Assessment for Learning Project seeks to kindle practice-level innovation capable of informing and shaping system-level change
Washington, D.C., October 23, 2015—The Center for Innovation in Education (CIE), in partnership with Next Generation Learning Challenges (NGLC), today announced a Request for Learning (RFL) for the Assessment for Learning Project, a new $2 million grant program made possible with the generous support of the William and Flora Hewlett Foundation and the Bill & Melinda Gates Foundation. The initiative will award 12-15 grants for educators to fundamentally rethink the roles that assessment should play to advance student learning and to improve our K-12 education system.
The initiative has two core goals: 1) to advance our understanding of assessment’s essential roles in the learning process as learning models become more personalized, less cohort-restricted, more competency-based, and student-centered; and 2) to help inform and develop crucial enablers such as a) models of assessment and accountability system design, b) models of educator capacity building, and/or c) use of technology tools, all to advance Goal One. Districts, CMOs, schools and not-for-profits that have demonstrated a commitment to advancing the initiative’s goals are invited to apply.
“This project is crucial as learning models become more personalized and competency-based,” says CIE’s Executive Director Gene Wilhoit. “By pursuing these goals through a Request for Learning (RFL), we want to emphasize the formative nature of the work.”
As part of the Assessment for Learning Project, grant recipients will receive awards ranging from $50,000 to $225,000, along with personalized technical assistance, high-quality learning experiences and access to a collaborative network, all aimed at catalyzing new and improving on promising current efforts in assessment design.
“The Assessment for Learning Project is focused on shifting the paradigm of our country’s current emphasis on assessment of learning to include assessment for learning,” said Andy Calkins, Deputy Director of NGLC. “Assessment—applied in many different forms—can and should play a much more natural and embedded role in the learning process.
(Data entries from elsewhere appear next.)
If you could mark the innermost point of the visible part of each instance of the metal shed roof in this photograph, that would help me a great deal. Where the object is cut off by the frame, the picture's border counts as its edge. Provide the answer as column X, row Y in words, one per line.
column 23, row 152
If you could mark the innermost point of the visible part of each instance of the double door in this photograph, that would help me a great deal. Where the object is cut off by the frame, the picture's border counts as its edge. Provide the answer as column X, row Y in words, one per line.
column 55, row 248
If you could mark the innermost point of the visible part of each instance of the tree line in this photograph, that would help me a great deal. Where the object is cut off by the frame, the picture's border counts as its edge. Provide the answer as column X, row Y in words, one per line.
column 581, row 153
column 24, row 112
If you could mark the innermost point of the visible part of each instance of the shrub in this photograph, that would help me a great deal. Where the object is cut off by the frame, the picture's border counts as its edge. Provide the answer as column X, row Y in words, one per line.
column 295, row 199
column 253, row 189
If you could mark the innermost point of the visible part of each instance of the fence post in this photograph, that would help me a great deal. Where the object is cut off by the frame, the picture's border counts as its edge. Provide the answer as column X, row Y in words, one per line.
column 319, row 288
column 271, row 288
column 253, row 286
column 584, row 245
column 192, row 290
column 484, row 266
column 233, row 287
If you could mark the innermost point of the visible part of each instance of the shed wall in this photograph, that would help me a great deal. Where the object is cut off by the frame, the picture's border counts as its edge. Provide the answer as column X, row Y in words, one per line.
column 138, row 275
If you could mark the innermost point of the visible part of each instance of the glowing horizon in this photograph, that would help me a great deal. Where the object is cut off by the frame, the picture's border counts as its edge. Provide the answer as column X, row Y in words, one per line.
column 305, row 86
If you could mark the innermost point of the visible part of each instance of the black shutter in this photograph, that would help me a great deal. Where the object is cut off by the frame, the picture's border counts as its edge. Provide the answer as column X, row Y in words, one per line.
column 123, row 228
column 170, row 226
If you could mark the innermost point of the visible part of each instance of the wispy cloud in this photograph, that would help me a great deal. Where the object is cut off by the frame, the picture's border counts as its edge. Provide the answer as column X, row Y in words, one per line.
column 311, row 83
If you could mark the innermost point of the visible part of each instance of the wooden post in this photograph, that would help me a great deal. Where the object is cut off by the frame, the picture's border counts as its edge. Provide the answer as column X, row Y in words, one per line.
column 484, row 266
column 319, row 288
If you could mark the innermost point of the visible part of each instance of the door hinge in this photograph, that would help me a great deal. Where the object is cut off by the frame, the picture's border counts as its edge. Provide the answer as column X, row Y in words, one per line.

This initiative offers an opportunity to support and learn from a cohort of innovators to push our collective thinking around new practices, with potential implications for the redesign of whole assessment systems.”
The project is also focused on empowering educators in this work. “We are strong advocates for a much more active role, in fact, a leading role for teachers. For too long, teachers have been asked to be consumers of others’ ideas and programs. We should be engaging teachers in central roles in all of this work,” says Wilhoit. “We see lasting improvement when teachers become the producers of new knowledge, supported by the best research and expertise. To make this a reality, historic practices and structures dating back many decades will be replaced by dynamic learning communities during this project’s initial phase and beyond.”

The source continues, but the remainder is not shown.